The Google Drive app itself is complimented by the Google Docs Suite of individual apps, this means that to make full use of everything requires multiple apps be downloaded and installed.
Once the main Google Docs app is installed via the respective app store (and signing in if necessary) we can then access our full Google Drive on a smartphone device. If the supplementary Google Docs Suite of apps are installed also, this brings mobile editing of word processor and spreadsheet apps to the device.
Google Drive Free vs Premium (Google One)
The entire Google Drive product alongside the supplementary Google Docs Suite of apps are available for free on all accounts with 15GB of storage included.
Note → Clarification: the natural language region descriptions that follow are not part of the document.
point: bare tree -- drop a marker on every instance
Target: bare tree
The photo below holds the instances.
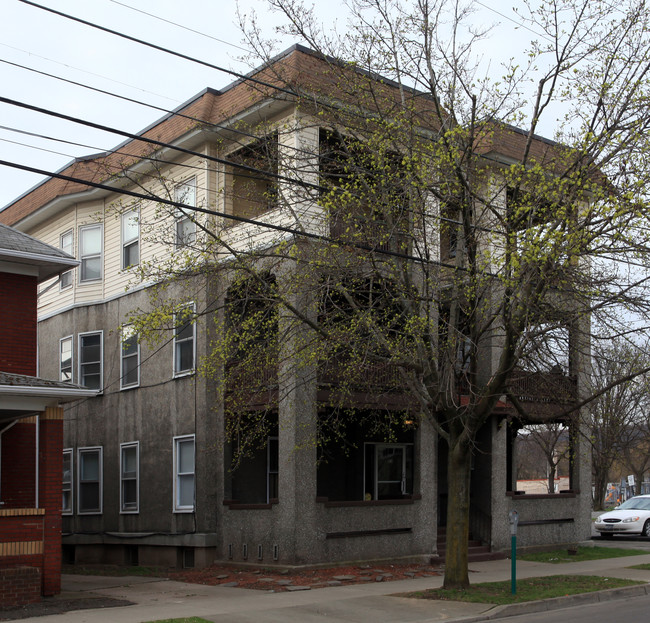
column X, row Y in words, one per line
column 617, row 416
column 449, row 244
This is particularly generous when comparing main rival Microsoft and the limited 5GB of free storage included with the Microsoft OneDrive service.
Google allows users to upgrade to what is now called Google One for as little as $1.99 / month (or $19.99 / year) which boosts the account storage to at least 100GB alongside some additional benefits not directly relating to Google Drive (more details in the pricing section below).
With the Google One upgrade aside, both free and premium accounts display very little difference with the additional storage quotas being the main driver for many wanting to upgrade I’m sure.
Access to Google Drive is based upon use of the multifunctional Google account login system, this system is what powers all other publicly accessible Google services. Multi-factor authentication is available alongside the other Google login security features (I am NOT a robot!).
Unfortunately, Google Drive does not feature any form of built-in, user definable (zero knowledge) encryption on either the free or premium Google Drive accounts. This is in contrast to close competitor, Microsoft, who now offer such encryption via their Personal Vault service.
As such if you need to make use of zero knowledge encryption with Google Drive you will need to rely on another tool such as NordLocker.
Google has a very useful help system available from within the Drive web-interface itself, this provides easy access to help articles via a search box (this is Google after all). Additional support can be gained via email with this same help box providing an option to email the Google Drive support team.
Google Drive is initially available as a free account featuring use of the Google Docs Suite apps and a generous 15GB of storage space included.
Upgrades now come under the Google One branding and start with 100GB of additional storage (plus some other member benefits) for as little as $1.99 / month (or $19.99 / year).
Google One pricing is currently as follows:
100GB: $1.99 / month ($19.99 / year)
200GB: $2.99 / month ($29.99 / year)
2TB: $9.99 / month ($99.99 / year)
You can find out more about the Google One service upgrades by clicking here.
Google Drive stands out as a leading cloud storage service thanks to the generous free storage quotas, the great desktop synchronisation software and the built-in suite of productivity apps among many other factors. The inclusion of unlimited, high quality, photo uploads from a smartphone device is also a major plus point for many looking for a new cloud drive provider.
It would be fair to say Google Drive really does offer everything you could ever need from a cloud drive service, this is thanks to the great desktop client software on offer alongside the excellent web-interface and the very usable smartphone apps. All of which are fully functional on both the free and premium accounts
It is great to see link sharing, document collaboration tools and real-time desktop synchronisation are also included, but the lack of any built-in encryption tools or the inability to password protect shared links might make this unsuitable for some.
Overall a great, free to use, cloud drive service, a great job here Google!